Before I could say anything else, Dean laced his fingers with mine and was leading me away. The motion aggravated my already sore hand, and I jerked loose without thinking.

“Whoa,” Dean said as we rounded the corner of the porch. “You hurt? Did he hurt you?” Quick as a cloud scudding across the moon, darkness dropped into his eyes. “I’ll beat his hide so hard your granddad feels it.”

“Dean,”
I said as he started back toward Archie, realizing what he’d read into the situation. “He didn’t do anything.”

Dean looked down at me, his nostrils flaring and his lips parted so I could see his teeth. In that moment he looked more Erlkin than human, and I took a step back. “You’ve been quiet and glum since we got here, and now I see you looking tore up.
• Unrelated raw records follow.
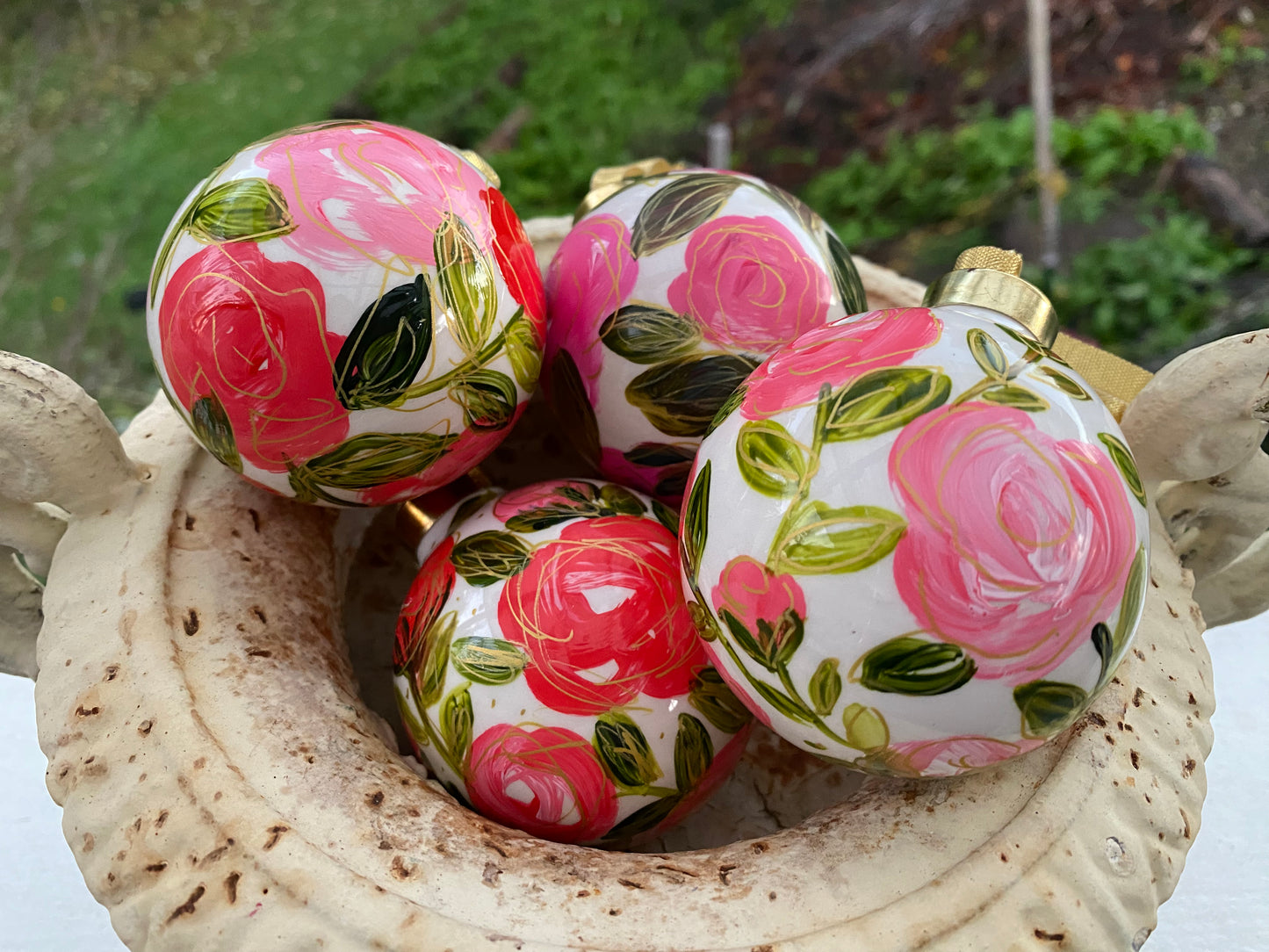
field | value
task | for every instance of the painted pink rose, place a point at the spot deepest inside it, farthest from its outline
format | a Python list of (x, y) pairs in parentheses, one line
[(949, 757), (1017, 542), (750, 285), (836, 354), (590, 277), (372, 191), (769, 607), (468, 451), (249, 334), (546, 783)]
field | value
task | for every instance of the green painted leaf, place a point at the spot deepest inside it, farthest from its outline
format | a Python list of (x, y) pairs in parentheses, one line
[(782, 702), (214, 432), (490, 556), (825, 687), (524, 350), (846, 278), (770, 461), (661, 453), (672, 481), (646, 334), (1049, 706), (1122, 458), (573, 407), (703, 621), (365, 461), (436, 658), (693, 753), (681, 398), (618, 501), (487, 399), (1035, 350), (1015, 396), (487, 660), (696, 522), (1111, 646), (1103, 641), (667, 516), (456, 723), (676, 210), (244, 210), (910, 666), (987, 353), (1067, 385), (710, 696), (467, 285), (642, 820), (883, 400), (379, 359), (624, 750), (823, 539), (866, 727)]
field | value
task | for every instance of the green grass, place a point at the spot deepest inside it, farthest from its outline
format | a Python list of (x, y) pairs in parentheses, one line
[(144, 100)]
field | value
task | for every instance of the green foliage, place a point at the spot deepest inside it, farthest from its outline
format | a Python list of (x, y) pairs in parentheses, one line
[(1155, 290), (601, 82), (972, 171)]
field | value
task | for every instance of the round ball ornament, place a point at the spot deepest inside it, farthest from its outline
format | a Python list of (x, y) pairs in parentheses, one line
[(548, 672), (667, 293), (348, 313), (917, 542)]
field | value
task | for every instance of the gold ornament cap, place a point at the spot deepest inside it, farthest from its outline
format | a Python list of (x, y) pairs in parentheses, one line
[(608, 180), (989, 277)]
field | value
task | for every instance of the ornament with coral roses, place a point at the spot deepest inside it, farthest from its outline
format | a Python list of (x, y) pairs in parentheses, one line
[(548, 672)]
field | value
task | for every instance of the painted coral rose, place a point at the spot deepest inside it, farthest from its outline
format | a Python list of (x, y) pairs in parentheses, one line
[(422, 606), (546, 783), (590, 276), (372, 191), (601, 615), (948, 757), (251, 333), (516, 261), (1017, 542), (769, 607), (750, 284), (836, 354)]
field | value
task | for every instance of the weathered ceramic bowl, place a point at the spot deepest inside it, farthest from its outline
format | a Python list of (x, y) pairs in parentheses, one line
[(943, 551), (547, 669), (665, 296), (213, 732), (348, 314)]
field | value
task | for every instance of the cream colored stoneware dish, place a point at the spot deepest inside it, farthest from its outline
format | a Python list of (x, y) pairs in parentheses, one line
[(208, 687)]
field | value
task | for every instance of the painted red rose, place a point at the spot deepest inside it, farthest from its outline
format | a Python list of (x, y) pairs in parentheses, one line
[(253, 333), (601, 613), (422, 606), (516, 261), (546, 783)]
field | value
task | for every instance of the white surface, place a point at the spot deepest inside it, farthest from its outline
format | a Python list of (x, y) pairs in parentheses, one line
[(1218, 905)]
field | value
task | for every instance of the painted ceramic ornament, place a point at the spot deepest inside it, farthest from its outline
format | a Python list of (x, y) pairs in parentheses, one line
[(915, 539), (348, 313), (547, 669), (665, 296)]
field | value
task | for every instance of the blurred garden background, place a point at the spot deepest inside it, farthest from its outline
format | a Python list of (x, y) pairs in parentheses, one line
[(907, 125)]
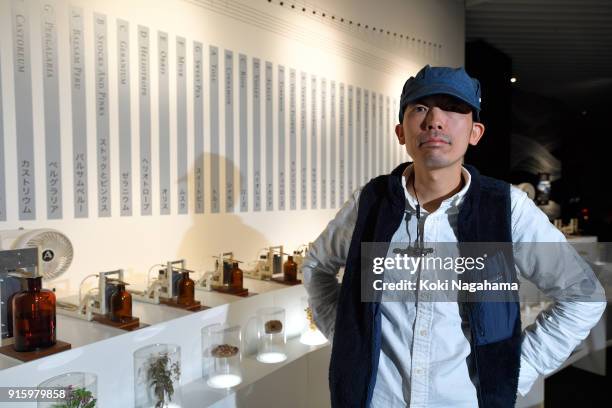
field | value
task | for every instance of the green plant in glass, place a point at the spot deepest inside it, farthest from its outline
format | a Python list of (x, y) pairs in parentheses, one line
[(77, 398), (160, 377)]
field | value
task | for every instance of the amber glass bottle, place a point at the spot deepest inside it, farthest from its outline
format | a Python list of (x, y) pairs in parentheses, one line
[(121, 304), (236, 276), (34, 323), (186, 290), (290, 270)]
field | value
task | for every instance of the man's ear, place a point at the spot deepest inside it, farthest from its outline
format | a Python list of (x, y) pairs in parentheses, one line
[(399, 132), (477, 132)]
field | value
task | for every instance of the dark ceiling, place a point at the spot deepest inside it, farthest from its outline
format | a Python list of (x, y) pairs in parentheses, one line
[(560, 48)]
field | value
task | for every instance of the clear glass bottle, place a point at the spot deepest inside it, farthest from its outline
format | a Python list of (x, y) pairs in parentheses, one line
[(271, 335), (290, 270), (121, 304), (237, 277), (186, 290), (157, 374), (221, 354), (34, 325), (81, 390)]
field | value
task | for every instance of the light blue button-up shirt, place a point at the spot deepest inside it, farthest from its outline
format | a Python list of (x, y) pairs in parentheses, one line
[(424, 344)]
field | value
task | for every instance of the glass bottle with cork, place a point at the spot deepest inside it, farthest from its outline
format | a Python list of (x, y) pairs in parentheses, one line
[(120, 303), (186, 289), (290, 270), (237, 277), (33, 313)]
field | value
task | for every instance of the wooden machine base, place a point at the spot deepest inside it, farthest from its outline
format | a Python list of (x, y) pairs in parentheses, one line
[(26, 356), (195, 307), (288, 283), (129, 325), (228, 290)]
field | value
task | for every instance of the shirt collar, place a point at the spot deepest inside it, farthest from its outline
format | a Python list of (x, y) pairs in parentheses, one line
[(453, 201)]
Is he—”

“No!” I shouted. “Stones, no. He’s my
father
, Dean. He’s not hurting me.” The very idea that Archie would be physically abusing me was sort of laughable. To me. But Dean’s life had been very different, and I knew he was just trying to look out for me.

Dean settled back inside his leather jacket, like a predator retreating back into its cave. “Well, okay. Why are you so gloomy, then?” He brushed his thumb down my cheek. “I miss you, princess. I miss your spark.”
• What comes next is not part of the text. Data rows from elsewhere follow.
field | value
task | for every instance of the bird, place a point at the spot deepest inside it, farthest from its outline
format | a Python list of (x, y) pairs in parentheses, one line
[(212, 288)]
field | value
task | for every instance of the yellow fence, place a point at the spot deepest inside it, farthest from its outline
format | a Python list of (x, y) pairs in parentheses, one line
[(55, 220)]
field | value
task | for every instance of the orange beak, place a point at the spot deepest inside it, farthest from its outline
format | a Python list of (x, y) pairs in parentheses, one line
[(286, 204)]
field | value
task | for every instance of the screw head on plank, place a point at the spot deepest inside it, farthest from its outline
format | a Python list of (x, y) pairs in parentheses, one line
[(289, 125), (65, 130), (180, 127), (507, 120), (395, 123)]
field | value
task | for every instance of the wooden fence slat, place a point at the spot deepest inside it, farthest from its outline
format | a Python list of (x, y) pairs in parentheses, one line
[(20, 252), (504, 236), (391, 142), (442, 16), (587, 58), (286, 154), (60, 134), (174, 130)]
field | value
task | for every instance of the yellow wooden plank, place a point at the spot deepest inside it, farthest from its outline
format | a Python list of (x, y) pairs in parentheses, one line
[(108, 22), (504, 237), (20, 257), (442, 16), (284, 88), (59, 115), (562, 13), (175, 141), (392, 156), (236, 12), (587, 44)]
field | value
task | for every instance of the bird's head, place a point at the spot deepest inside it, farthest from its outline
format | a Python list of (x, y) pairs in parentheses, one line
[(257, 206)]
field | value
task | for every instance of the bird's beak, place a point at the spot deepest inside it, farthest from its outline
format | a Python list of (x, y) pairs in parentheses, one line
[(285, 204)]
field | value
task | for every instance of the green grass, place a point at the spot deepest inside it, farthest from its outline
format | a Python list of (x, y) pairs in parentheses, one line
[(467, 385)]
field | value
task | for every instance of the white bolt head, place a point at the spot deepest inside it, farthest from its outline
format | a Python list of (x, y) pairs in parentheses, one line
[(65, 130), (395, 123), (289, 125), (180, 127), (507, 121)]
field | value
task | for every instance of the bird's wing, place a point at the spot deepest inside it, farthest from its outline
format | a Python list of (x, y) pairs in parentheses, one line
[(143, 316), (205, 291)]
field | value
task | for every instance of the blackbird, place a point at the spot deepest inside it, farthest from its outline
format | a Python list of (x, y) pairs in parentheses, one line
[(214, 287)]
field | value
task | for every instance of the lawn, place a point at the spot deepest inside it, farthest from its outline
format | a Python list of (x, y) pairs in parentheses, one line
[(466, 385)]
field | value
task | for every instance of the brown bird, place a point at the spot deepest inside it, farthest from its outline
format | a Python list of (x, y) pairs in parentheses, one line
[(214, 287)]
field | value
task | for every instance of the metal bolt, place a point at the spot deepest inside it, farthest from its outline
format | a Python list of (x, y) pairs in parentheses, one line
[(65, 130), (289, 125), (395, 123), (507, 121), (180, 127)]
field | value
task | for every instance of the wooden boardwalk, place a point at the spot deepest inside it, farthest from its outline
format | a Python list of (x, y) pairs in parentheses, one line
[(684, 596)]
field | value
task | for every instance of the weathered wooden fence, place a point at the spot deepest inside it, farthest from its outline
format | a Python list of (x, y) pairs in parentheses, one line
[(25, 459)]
I didn’t speak, just leaned in and wrapped my arms around his torso under his jacket. I loved the feel of his ribs under my fingers, the warmth of his skin through his shirt. I put my cheek against his cotton-wrapped chest and let out a breath for what felt like the first time since the
Munin
had touched down.

“I miss you too” was all I said. All my anger at the Brotherhood and all the worry about my father deflated, and I felt exhausted.

Dean pressed his lips to the top of my head. “Is it that bad?”

“Yeah,” I whispered. “We’re stuck here. And everyone in the world wants my head on a spike.”

“They can’t all,” Dean said. “Though it is a very pretty head.”

I laughed, even though it felt like swallowing a mouthful of ash. “You’re the only person who thinks so, I guarantee.”

Dean moved his lips to touch mine. “Only one that matters, aren’t I?”

I nodded, and stood on my toes to kiss him in return. After a minute I tilted my head toward the metal hulk of the
Munin
. “We could be alone in there.”

Dean’s smile came slowly, but it warmed me from the inside out. “I like the way you think, princess.”

“I am the brains of this operation,” I said, and then shoved him lightly and took off across the grass at a run.

“Oh, you are gonna get it when I catch you,” Dean called as I darted away from his grasp, feeling lighthearted for the first time that day. He followed me until we’d climbed the ladder into the
Munin
, both of us out of breath and shivering from the cold.

Dean snapped his lighter and illuminated our way into the cabin, where he shut the hatch and then turned to me, stripping off his jacket. I sat on the edge of the bunk, feeling the satiny brush of the fine linen on the backs of my legs. Valentina had given me fresh stockings and a garter belt to replace the ones I’d destroyed on the beach, and suddenly I could feel every inch of them against my skin.

I couldn’t leave the Crosley house, I couldn’t fix what was happening outside it, but I could be myself with Dean. Never mind that my hands shook when I gripped Dean’s biceps, his wiry muscles moving under my hands as he lowered
me to the mattress, the length of his body pressing against mine. I could feel his weight and smell his smell—cigarettes and leather and woodsmoke. It covered me and pushed away all the helplessness and the choking feeling of being caught in a spiral of events that I had as much control over as an oak leaf over a hurricane.

“I like being this close to you, Dean,” I whispered.

“And I you, princess,” he whispered back. “What do you want to do?”

“Honestly?” I propped myself up, looking into his eyes, and bit my lip.